Several concepts have been proposed to understand ecosystem dynamics over the long term. Among them, basins of attraction capturing the system resilience and tipping points capturing sharp changes in the ecosystem dynamics are everyday more used in ecology (Scheffer et al. 2001, Brook et al. 2013). Yet, to identify and to quantify such behaviours remain a challenge, whatever the ecosystem types and dynamics.

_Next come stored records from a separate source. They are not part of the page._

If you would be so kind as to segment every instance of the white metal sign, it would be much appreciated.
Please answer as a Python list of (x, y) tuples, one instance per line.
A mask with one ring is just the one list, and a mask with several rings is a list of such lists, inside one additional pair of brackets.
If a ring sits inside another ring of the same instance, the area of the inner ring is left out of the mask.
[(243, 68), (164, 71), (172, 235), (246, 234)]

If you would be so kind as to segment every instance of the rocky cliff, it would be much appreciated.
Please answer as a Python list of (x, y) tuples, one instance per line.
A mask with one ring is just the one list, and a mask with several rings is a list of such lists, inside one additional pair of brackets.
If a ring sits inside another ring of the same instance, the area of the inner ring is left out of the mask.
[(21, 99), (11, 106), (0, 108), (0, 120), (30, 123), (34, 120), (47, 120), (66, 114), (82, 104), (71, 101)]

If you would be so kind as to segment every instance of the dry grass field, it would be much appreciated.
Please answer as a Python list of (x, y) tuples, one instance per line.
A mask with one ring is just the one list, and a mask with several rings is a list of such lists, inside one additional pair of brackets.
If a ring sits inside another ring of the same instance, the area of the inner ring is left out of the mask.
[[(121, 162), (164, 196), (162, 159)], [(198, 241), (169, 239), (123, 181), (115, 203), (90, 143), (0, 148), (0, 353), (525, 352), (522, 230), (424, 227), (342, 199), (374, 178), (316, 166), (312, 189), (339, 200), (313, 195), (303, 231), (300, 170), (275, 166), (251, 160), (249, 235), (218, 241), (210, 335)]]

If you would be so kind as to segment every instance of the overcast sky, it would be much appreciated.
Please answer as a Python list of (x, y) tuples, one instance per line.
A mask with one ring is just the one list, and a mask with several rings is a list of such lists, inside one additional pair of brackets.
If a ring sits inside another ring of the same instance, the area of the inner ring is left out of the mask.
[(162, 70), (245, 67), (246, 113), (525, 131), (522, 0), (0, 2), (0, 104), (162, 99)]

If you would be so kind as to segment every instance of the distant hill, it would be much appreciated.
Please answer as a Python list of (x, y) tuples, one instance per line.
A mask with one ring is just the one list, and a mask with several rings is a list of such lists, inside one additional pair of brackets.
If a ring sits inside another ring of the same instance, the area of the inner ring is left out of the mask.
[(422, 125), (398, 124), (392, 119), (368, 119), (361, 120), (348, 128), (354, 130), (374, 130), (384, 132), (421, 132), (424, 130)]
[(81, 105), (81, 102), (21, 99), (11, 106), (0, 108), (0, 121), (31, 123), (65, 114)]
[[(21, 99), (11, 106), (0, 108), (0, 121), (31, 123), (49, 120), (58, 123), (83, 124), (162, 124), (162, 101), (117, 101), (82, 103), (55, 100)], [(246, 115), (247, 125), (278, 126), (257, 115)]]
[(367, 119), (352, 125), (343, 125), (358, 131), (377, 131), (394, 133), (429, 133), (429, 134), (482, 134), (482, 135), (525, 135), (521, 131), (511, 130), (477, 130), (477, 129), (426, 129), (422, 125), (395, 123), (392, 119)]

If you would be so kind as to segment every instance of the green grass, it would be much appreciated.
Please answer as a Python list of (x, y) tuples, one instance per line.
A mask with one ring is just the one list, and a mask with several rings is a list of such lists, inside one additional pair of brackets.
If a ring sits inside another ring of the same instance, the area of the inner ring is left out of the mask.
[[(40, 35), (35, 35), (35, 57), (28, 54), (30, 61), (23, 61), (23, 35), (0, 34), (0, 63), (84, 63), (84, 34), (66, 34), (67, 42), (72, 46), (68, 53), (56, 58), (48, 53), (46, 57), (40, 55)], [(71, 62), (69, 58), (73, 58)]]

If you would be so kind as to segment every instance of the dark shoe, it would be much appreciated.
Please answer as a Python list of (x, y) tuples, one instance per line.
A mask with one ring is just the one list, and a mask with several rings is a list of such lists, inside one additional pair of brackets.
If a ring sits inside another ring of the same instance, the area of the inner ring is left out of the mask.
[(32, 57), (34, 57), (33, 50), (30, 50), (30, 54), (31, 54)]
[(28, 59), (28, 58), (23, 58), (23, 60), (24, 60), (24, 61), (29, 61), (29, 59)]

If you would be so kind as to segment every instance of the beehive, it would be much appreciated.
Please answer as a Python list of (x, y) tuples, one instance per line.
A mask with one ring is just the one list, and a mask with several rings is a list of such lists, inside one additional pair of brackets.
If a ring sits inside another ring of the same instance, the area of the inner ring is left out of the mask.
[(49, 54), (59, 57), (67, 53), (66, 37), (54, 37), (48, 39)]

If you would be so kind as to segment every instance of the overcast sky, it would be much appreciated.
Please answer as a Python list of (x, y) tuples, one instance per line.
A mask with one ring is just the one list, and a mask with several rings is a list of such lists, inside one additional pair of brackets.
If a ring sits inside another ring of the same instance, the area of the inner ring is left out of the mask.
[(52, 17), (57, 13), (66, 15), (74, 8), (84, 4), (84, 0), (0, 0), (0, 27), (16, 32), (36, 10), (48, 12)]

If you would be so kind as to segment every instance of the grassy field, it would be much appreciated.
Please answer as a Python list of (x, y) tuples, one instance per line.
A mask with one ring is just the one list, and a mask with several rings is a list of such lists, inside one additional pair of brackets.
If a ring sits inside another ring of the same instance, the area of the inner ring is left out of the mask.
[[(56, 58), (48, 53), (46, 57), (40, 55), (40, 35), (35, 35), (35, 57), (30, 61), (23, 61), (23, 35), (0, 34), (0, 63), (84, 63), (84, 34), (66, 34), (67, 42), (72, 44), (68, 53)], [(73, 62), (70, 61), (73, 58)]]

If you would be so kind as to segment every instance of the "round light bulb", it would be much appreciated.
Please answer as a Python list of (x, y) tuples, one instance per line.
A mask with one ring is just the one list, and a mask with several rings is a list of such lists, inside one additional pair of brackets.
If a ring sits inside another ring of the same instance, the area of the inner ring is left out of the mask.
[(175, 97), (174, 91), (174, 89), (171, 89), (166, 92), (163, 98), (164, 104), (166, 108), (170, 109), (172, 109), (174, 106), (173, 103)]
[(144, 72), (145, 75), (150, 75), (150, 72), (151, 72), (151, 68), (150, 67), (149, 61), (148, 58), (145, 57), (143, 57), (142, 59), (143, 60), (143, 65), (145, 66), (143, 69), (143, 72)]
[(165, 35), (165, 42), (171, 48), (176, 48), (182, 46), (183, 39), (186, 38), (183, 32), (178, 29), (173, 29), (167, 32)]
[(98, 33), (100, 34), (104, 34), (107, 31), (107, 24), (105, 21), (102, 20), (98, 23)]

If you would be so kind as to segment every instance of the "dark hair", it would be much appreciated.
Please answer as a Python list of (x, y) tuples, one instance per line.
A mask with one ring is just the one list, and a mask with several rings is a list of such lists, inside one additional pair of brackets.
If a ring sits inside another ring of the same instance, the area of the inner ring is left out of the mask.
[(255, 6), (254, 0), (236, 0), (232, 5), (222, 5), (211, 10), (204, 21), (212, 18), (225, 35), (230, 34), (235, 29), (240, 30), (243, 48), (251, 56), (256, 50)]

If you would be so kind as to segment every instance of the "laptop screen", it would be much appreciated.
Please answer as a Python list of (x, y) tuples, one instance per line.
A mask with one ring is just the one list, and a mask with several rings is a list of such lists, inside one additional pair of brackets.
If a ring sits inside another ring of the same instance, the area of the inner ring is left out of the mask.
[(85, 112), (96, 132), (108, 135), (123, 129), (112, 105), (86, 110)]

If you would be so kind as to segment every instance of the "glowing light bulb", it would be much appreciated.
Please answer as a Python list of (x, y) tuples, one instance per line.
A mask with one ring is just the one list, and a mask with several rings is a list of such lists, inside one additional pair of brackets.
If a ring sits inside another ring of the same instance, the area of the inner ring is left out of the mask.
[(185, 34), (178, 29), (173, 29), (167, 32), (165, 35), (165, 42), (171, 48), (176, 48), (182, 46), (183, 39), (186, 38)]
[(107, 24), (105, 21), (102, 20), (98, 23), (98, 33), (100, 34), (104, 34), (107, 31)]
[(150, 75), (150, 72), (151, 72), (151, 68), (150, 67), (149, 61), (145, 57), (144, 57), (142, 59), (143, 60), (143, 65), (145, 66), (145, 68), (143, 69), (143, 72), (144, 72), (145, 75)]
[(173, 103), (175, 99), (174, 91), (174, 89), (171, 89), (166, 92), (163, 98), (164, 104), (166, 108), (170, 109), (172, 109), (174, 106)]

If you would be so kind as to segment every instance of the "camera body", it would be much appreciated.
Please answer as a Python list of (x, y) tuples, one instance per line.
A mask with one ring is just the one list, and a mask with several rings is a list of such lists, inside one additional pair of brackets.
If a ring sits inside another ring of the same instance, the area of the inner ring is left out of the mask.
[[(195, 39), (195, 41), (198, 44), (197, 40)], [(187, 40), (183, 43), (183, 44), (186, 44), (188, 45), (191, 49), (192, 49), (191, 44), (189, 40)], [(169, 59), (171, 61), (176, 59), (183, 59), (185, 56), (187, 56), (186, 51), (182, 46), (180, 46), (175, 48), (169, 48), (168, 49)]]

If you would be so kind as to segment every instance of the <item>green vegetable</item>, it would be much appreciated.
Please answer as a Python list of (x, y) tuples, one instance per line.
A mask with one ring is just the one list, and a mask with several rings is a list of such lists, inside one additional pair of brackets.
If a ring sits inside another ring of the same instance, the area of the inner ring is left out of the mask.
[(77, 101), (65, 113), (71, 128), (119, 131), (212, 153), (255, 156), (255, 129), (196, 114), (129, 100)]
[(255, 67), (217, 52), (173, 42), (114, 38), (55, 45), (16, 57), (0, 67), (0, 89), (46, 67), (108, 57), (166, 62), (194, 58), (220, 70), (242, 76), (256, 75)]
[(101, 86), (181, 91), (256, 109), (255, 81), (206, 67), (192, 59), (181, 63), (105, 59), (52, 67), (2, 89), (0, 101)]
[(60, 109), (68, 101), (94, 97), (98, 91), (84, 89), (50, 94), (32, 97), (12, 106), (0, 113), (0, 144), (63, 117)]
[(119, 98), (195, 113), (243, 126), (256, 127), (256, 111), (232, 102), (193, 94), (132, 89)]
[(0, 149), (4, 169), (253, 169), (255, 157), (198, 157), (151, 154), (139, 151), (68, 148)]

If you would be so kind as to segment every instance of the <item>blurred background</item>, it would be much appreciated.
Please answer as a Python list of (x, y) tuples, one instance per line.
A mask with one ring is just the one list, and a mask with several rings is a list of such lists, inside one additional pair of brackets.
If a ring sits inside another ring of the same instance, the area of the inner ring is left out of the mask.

In this study, I propose a family of models aiming at exhaustively characterizing ecosystem dynamics, once the ecosystem functioning has been clearly defined. Such models are based on discrete systems borrowed to theoretical computer sciences and are already applied in biology (Pommereau 2010, Reisig 2013), but not yet in ecology. Hence, we have developed a qualitative model based on Petri nets representing a complex interaction network, then rigorously handled through its long term changes.
Conversely to traditional (equation based-) models, the functional rules used in our qualitative model strongly modify the network structure (i.e. the ecosystem components and processes present). I illustrate this model in a theoretical ecosystem chosen as an insect (termite) colony as well as in more realistic ecosystems (Gaucherel and Pommereau 2017, Gaucherel et al. 2017). Every ecosystem modeled here combines trophic, non-trophic, abiotic and anthropogenic processes (and components), and allows exhaustively exploring its trajectories.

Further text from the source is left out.